In addition to being functional, canopies are also a great way to enhance the curb appeal of the property.
Here are the canopy basics:
Point Supported Glass Canopy
Pointed-supported canopies have been around since the 1960s. While the overall design has remained basically the same, improvements in glazing can give these canopies a unique look. They generally consist of tempered glass with holes for attaching to the structure with bolt fittings.
Point-supported canopies are used when the architect or building owner wants to minimize the canopy yet provide an artistic frontage. The face of the glass is hung from the back of the structure. Sometimes you’ll see these hung from glass fins, steel members, or stainless steel cables. The fittings are usually very small, about 3/4″ with a bolt head that is flush in the glass.
Aluminum Frame Glass
These canopies are made like our skylights. They use the same strong, corrosion-proof aluminum extrusions to support single-glazed panels. The same options available in our skylights also applies to these canopies so you can choose frame colors and even have painted frames.
Standing Seam Multiwall Polycarbonate
The multiwall polycarbonate canopies combine the benefits of design, light transmission, thermal insulation, and strength all in one.
They offer unique design capabilities because the polycarbonate can easily be curved. So creating a barrel-type walkway cover, a dramatic curved entry canopy, or even an entire domed pool enclosure is easily accomplished with this type of material. All of this can be accomplished at a value price for customers, it’s a good choice in lieu of glass. And the polycarbonate is available in several different colors for a fun addition to the overall design concept.
Additionally, the polycarbonate is lightweight, leakproof, and can withstand very high impact. It’s also designed to accommodate expansion and contraction. This makes the canopies great for long-term applications like covered walkways, awnings, and entrance covers.
Low Slope Monolithic Standing Seam Polycarbonate
When you need a canopy with a low slope, common over entrances, but don’t want the cost of glass, then the low slope monolithic standing seam is the best option. The single-sheet polycarbonate panels offer superior drainage in a low-slope design and are a cost-effective solution. The panels are stronger than glass and are available in several different colors.
Canopies are usually noted under CSI in section 10: 10 73 16, 10 73 26, or 10 73 43. But they can also be found under CSI section 08: 08 45 00, 08 44 33, or 08 45 13 – just to name a few. You can browse details about the different canopy types in our products.
If you need help selecting the best canopy or covered walkway for your project, please contact us. We’re always ready to help with design options and specs.
Canopy Q & A
What are the cost differences between the various canopy materials like glass, aluminum, and polycarbonate?

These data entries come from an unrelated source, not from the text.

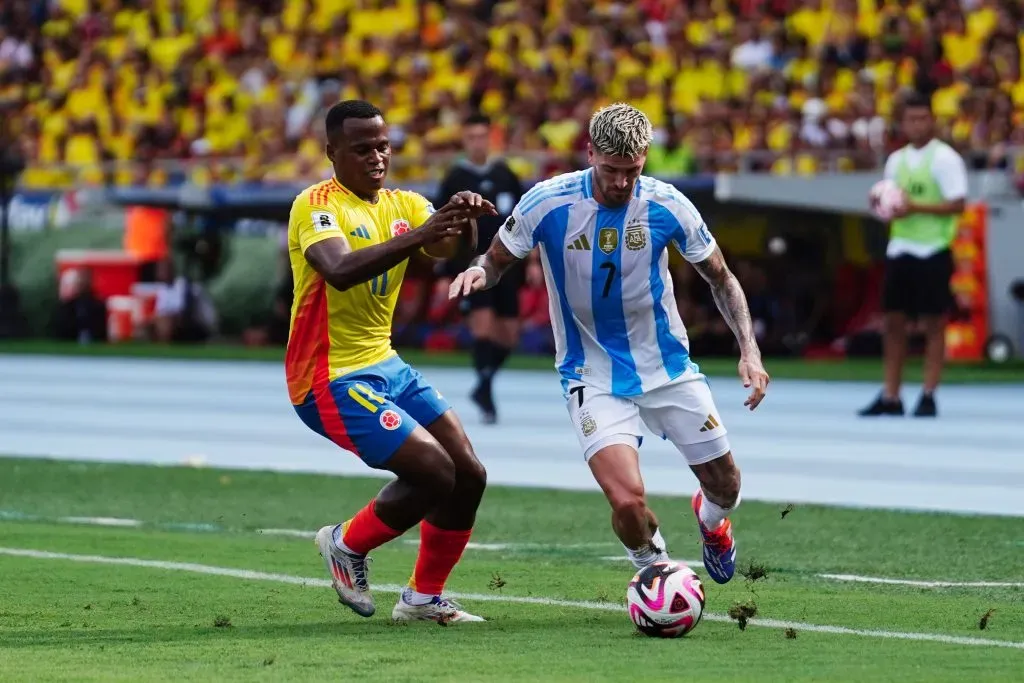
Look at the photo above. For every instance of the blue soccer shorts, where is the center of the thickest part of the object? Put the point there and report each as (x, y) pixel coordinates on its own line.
(372, 412)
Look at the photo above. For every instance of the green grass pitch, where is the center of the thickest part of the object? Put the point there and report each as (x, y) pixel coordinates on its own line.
(65, 619)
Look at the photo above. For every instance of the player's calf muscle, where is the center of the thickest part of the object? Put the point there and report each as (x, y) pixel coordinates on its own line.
(720, 480)
(426, 478)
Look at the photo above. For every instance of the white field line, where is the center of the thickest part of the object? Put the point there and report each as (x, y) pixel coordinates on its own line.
(294, 532)
(624, 558)
(100, 521)
(302, 534)
(472, 545)
(922, 584)
(551, 602)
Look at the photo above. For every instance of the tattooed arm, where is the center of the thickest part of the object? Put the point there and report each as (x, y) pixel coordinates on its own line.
(731, 303)
(483, 271)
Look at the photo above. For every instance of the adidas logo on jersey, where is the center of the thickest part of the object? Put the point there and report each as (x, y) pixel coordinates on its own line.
(581, 244)
(710, 423)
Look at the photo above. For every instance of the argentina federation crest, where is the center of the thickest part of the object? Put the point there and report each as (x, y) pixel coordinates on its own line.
(636, 237)
(607, 240)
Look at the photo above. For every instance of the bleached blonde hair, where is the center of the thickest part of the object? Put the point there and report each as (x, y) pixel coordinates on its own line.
(621, 130)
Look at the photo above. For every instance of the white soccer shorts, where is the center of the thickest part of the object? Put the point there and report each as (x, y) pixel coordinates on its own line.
(682, 412)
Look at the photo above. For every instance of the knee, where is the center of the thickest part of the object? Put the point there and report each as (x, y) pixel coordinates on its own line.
(471, 476)
(628, 504)
(439, 475)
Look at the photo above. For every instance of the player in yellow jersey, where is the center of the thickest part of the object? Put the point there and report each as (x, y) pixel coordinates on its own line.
(349, 241)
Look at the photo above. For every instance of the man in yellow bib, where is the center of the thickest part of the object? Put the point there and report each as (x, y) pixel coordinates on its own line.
(919, 262)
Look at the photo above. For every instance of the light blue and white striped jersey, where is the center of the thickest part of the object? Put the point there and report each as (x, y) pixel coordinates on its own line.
(613, 312)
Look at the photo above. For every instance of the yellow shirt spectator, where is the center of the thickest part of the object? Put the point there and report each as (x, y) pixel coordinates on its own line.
(811, 24)
(945, 101)
(81, 150)
(962, 50)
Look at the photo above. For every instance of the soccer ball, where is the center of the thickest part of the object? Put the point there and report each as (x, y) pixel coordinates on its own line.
(666, 600)
(886, 197)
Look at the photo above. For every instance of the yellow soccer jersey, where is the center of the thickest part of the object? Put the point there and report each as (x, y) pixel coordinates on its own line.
(334, 333)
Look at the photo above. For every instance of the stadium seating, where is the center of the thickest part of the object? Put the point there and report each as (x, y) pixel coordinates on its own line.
(131, 91)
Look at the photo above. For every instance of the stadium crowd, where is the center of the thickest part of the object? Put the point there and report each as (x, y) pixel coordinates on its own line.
(781, 86)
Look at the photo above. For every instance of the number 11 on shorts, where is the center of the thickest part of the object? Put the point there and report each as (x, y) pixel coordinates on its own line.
(361, 394)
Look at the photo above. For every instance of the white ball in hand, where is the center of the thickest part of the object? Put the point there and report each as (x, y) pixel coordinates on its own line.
(886, 198)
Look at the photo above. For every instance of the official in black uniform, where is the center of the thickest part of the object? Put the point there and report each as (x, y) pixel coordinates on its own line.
(494, 313)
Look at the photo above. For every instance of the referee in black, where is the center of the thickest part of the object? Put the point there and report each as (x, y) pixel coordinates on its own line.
(494, 313)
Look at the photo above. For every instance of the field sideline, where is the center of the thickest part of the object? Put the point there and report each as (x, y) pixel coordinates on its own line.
(865, 370)
(103, 583)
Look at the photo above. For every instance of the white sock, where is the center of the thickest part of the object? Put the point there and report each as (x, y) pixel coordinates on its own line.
(657, 541)
(648, 555)
(339, 544)
(409, 596)
(712, 514)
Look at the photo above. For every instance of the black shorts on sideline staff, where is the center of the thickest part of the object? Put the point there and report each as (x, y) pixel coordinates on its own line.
(919, 286)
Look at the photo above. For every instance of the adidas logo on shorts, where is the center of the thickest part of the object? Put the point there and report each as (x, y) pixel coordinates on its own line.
(710, 423)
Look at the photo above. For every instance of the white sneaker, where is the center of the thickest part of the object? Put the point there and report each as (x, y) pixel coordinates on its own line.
(439, 609)
(348, 573)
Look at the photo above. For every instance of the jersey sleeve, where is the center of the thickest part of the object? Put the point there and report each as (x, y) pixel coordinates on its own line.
(310, 224)
(517, 231)
(950, 173)
(420, 209)
(689, 233)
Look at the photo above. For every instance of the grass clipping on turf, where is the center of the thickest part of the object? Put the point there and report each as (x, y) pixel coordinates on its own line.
(741, 612)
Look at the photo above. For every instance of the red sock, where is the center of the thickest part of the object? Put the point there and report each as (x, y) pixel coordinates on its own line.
(439, 552)
(366, 530)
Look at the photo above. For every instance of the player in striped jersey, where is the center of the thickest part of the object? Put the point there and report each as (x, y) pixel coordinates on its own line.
(622, 347)
(349, 241)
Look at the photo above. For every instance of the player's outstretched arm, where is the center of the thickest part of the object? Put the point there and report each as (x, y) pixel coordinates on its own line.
(731, 302)
(483, 271)
(344, 268)
(465, 243)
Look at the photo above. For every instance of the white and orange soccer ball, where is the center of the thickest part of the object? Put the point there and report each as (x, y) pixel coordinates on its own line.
(666, 600)
(885, 198)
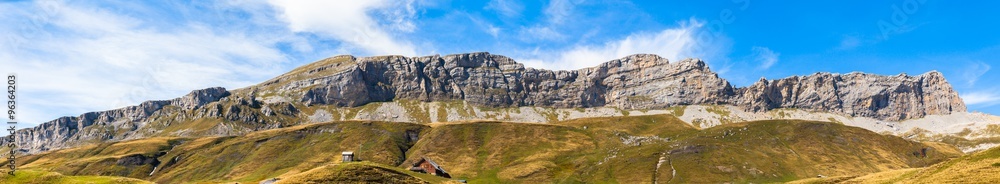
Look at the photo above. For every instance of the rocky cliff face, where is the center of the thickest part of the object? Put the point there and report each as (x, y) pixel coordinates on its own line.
(639, 81)
(634, 82)
(856, 94)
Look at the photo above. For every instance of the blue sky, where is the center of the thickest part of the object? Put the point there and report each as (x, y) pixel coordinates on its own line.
(78, 56)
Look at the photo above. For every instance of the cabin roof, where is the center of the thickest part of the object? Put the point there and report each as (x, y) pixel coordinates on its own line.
(438, 167)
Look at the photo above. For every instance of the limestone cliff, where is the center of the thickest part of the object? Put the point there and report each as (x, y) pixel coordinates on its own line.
(639, 81)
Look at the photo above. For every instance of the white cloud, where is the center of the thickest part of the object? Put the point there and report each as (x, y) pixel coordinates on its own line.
(506, 8)
(79, 58)
(559, 10)
(673, 44)
(765, 57)
(974, 71)
(849, 43)
(981, 98)
(353, 22)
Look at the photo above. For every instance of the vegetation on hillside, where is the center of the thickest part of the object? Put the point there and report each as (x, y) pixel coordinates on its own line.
(631, 149)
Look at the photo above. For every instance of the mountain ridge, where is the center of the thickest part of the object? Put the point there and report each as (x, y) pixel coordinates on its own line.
(640, 81)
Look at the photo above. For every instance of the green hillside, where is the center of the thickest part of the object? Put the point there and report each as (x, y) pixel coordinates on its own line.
(631, 149)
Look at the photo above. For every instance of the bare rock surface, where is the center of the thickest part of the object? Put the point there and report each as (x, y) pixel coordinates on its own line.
(629, 85)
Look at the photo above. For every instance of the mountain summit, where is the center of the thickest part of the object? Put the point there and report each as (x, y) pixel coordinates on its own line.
(639, 82)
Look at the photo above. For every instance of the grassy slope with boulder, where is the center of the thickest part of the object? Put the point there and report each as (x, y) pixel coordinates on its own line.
(632, 149)
(980, 167)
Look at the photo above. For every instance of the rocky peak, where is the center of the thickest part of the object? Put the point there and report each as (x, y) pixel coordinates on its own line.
(197, 98)
(641, 81)
(891, 98)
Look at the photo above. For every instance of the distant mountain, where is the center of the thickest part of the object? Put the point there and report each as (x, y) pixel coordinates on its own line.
(481, 80)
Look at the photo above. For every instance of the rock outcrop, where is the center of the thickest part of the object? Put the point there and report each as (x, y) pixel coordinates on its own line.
(890, 98)
(636, 82)
(639, 81)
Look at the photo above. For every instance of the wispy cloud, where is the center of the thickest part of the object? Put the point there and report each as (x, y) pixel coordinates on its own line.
(973, 71)
(983, 98)
(849, 43)
(508, 8)
(354, 23)
(558, 10)
(81, 58)
(765, 57)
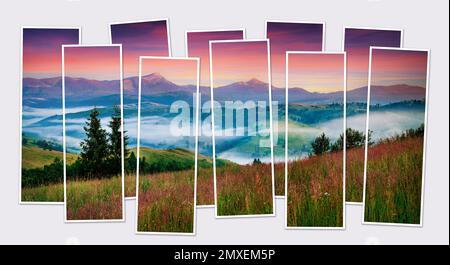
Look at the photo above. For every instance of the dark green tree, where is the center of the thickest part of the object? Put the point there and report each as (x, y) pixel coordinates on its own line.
(321, 144)
(131, 163)
(94, 149)
(115, 142)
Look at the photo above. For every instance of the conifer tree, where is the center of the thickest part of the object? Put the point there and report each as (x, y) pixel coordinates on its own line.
(115, 142)
(94, 149)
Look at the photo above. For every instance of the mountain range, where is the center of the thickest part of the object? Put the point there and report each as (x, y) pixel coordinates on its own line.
(156, 87)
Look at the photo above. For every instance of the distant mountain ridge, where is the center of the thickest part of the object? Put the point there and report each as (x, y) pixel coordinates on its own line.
(156, 85)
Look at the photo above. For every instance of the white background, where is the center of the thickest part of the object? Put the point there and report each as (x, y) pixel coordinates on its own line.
(425, 25)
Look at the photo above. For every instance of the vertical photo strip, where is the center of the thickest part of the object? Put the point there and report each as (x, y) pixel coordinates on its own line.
(197, 45)
(242, 122)
(138, 38)
(41, 110)
(395, 136)
(356, 43)
(167, 145)
(93, 135)
(287, 36)
(315, 140)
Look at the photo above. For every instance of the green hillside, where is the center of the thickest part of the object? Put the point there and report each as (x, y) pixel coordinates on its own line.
(36, 157)
(178, 155)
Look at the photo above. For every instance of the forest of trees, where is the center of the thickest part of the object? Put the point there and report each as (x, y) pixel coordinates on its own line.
(354, 139)
(100, 155)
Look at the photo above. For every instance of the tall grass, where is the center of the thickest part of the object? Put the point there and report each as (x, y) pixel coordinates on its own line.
(205, 186)
(130, 185)
(354, 171)
(94, 199)
(244, 190)
(46, 193)
(279, 178)
(394, 181)
(315, 191)
(166, 202)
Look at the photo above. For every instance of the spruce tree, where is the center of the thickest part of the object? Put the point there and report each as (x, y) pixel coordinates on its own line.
(94, 149)
(321, 144)
(115, 142)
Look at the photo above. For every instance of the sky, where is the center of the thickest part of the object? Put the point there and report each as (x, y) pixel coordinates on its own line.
(140, 39)
(290, 36)
(239, 61)
(97, 63)
(357, 45)
(42, 50)
(198, 46)
(178, 71)
(393, 67)
(322, 73)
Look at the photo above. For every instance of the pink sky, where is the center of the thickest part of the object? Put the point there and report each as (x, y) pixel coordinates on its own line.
(239, 61)
(291, 36)
(322, 73)
(198, 46)
(178, 71)
(392, 67)
(97, 63)
(357, 45)
(42, 50)
(140, 39)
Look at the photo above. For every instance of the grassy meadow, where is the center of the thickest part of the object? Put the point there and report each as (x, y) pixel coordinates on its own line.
(244, 189)
(315, 191)
(166, 202)
(94, 199)
(354, 171)
(394, 181)
(34, 157)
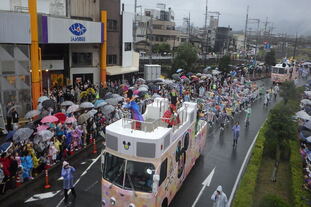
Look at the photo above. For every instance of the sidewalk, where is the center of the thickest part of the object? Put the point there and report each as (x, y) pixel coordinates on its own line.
(54, 172)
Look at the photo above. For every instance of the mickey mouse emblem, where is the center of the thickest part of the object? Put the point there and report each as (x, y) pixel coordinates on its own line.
(126, 145)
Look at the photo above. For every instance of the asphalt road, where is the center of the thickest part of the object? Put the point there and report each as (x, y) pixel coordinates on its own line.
(218, 154)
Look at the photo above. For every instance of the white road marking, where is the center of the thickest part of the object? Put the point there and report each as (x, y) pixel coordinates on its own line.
(42, 196)
(205, 184)
(85, 171)
(243, 166)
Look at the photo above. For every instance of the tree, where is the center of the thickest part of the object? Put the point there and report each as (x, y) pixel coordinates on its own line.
(289, 92)
(224, 63)
(186, 56)
(270, 58)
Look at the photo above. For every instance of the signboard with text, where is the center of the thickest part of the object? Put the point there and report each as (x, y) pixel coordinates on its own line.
(62, 30)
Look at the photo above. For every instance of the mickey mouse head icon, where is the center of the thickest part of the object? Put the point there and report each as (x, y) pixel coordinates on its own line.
(126, 145)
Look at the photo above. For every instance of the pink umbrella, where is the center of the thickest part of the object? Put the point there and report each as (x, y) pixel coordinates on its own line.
(42, 127)
(70, 120)
(49, 119)
(136, 92)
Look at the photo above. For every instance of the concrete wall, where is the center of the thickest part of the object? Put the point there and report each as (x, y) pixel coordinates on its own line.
(114, 38)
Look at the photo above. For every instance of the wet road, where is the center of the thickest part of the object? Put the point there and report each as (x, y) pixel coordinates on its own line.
(218, 154)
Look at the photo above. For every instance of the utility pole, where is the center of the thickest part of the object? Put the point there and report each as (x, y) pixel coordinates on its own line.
(245, 31)
(295, 48)
(205, 33)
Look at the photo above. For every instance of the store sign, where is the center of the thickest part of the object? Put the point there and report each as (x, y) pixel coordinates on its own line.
(77, 30)
(64, 31)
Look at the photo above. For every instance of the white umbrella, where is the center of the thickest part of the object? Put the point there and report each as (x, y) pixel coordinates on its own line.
(72, 109)
(303, 115)
(67, 103)
(31, 114)
(308, 93)
(86, 105)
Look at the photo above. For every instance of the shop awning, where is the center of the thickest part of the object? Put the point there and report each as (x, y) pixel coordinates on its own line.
(118, 70)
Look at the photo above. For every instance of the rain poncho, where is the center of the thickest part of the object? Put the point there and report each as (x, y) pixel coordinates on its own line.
(220, 200)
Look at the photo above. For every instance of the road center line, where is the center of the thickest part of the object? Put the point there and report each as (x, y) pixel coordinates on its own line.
(243, 166)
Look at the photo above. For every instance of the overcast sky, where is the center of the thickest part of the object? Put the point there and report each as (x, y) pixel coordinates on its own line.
(288, 16)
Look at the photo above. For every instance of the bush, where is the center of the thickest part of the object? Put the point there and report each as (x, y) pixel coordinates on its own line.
(245, 192)
(297, 176)
(272, 201)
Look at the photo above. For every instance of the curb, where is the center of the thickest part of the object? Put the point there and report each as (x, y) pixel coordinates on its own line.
(40, 179)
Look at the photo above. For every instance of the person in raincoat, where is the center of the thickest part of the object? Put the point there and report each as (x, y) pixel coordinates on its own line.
(219, 198)
(67, 173)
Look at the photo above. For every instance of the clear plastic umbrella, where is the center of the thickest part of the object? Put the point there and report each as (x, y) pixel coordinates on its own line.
(67, 103)
(86, 105)
(22, 134)
(32, 113)
(72, 109)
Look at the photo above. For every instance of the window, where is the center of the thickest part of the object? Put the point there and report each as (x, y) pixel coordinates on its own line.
(127, 46)
(112, 59)
(82, 59)
(112, 25)
(163, 172)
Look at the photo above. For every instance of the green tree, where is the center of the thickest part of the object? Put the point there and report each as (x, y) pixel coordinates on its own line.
(281, 128)
(270, 58)
(186, 56)
(289, 92)
(224, 63)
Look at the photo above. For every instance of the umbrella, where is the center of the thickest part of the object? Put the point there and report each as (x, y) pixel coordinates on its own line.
(99, 103)
(86, 105)
(31, 114)
(70, 120)
(92, 112)
(43, 98)
(5, 146)
(303, 115)
(48, 104)
(22, 134)
(9, 135)
(67, 103)
(114, 101)
(46, 135)
(83, 118)
(108, 109)
(42, 127)
(61, 117)
(175, 76)
(13, 107)
(49, 119)
(72, 109)
(306, 101)
(142, 89)
(140, 80)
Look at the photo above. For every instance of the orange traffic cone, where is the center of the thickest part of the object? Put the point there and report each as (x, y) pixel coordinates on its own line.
(94, 147)
(18, 181)
(46, 186)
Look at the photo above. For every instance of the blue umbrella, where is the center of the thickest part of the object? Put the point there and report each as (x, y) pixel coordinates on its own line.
(9, 135)
(4, 147)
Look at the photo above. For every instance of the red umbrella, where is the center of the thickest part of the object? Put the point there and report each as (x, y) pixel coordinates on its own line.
(61, 117)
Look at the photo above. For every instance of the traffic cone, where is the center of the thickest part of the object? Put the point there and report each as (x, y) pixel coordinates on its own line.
(47, 186)
(94, 147)
(18, 181)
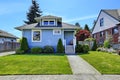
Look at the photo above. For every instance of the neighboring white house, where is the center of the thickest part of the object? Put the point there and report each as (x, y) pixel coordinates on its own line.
(6, 37)
(107, 24)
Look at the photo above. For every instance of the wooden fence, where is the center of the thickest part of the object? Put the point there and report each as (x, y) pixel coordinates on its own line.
(9, 46)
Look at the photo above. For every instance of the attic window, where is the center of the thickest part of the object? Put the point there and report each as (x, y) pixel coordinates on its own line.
(102, 22)
(115, 30)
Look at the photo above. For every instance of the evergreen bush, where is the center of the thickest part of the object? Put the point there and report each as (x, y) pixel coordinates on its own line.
(36, 50)
(85, 48)
(24, 45)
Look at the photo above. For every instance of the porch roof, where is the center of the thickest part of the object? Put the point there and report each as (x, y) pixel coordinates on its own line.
(35, 26)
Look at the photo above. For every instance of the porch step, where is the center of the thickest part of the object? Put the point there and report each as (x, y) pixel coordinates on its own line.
(69, 50)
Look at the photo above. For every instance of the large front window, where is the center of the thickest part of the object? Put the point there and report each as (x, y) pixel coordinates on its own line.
(56, 32)
(48, 23)
(36, 35)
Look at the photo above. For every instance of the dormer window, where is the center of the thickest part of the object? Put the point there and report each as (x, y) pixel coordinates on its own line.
(49, 23)
(52, 23)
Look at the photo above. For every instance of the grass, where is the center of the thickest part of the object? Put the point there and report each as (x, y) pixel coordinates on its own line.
(34, 64)
(104, 62)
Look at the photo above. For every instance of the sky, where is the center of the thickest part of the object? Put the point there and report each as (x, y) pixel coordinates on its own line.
(13, 12)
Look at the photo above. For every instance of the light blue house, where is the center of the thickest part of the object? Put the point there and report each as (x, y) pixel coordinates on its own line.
(48, 31)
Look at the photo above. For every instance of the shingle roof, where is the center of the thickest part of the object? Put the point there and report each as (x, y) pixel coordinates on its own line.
(115, 13)
(6, 34)
(48, 16)
(33, 26)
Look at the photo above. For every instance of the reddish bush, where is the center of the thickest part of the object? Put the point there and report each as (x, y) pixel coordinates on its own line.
(81, 35)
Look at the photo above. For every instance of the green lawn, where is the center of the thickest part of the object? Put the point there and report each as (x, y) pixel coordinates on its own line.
(34, 64)
(104, 62)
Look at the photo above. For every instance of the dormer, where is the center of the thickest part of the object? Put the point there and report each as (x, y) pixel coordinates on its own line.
(49, 21)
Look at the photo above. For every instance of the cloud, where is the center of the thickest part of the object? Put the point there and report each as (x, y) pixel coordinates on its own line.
(8, 8)
(80, 18)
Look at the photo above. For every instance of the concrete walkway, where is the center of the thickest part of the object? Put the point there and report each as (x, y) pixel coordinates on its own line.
(81, 71)
(60, 77)
(80, 66)
(7, 53)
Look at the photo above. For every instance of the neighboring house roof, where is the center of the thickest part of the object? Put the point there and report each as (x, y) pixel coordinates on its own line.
(34, 26)
(6, 34)
(115, 13)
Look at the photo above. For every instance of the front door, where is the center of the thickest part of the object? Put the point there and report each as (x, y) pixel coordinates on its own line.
(68, 36)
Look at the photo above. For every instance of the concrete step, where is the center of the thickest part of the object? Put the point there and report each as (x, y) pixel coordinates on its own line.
(69, 49)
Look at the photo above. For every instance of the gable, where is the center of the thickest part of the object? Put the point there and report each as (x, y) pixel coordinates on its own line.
(108, 22)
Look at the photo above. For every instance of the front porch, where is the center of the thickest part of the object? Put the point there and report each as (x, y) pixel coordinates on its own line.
(69, 42)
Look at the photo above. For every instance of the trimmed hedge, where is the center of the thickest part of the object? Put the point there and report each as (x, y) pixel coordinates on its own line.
(36, 50)
(24, 45)
(60, 47)
(48, 49)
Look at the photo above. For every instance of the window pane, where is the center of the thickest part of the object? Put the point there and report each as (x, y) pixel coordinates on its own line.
(45, 22)
(51, 22)
(36, 36)
(57, 32)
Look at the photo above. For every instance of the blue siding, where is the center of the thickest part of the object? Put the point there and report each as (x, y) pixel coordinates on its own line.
(47, 38)
(68, 36)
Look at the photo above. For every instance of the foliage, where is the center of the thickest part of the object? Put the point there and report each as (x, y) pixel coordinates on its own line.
(34, 12)
(89, 39)
(85, 48)
(19, 51)
(33, 64)
(36, 50)
(78, 48)
(48, 49)
(104, 62)
(106, 44)
(60, 47)
(86, 28)
(94, 46)
(24, 45)
(81, 35)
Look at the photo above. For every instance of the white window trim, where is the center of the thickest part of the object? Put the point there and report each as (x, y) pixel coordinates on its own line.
(40, 36)
(48, 22)
(55, 33)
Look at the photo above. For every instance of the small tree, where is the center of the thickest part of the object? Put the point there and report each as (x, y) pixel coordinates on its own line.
(24, 45)
(86, 28)
(34, 12)
(60, 47)
(81, 35)
(106, 44)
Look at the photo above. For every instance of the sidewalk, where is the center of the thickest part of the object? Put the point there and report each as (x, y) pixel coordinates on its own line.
(7, 53)
(80, 66)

The cost differences between glass, aluminum, and polycarbonate canopies can vary quite a bit. Glass tends to be the most expensive material option due to the specialized fabrication and structural support required. Aluminum frame glass canopies are more cost effective than point-supported glass but still carry a premium price. Polycarbonate multiwall panel systems are typically the most budget friendly canopy option, providing good durability and light transmission at the lowest cost.
How much maintenance is required for the different canopy types over time?
The maintenance requirements for canopies depends on the material type. Glass canopies require the most vigilant cleaning and inspection regime to stay looking pristine and ensure structural integrity over decades of use. Aluminum frame glass canopies also need occasional cleaning and safety checks of the connections and seals. Polycarbonate multiwall systems require the least maintenance – just occasional cleaning with soap and water to remove dirt and debris. The sealed panel connections eliminate any weathering concerns over time with proper initial installation.
What are the structural requirements and load capacities for the frame and anchors to properly support canopies?
The structural frameworks and anchors for canopies need to be specified based on the span lengths, projected snow and wind loads expected, and deadweight of the canopy system itself. Glass and aluminum canopies require robust underlying supports to account for the weight of the materials and dynamic loads. Larger polycarbonate panel systems also need adequate structural capacity, though the material is relatively lightweight. In all cases, a licensed structural engineer should assess the canopy design and specify the appropriate foundational supports to safely carry and resist applicable gravity and lateral loads per local building codes. The suppliers can also provide load tables to aid in proper sizing of anchors and connections.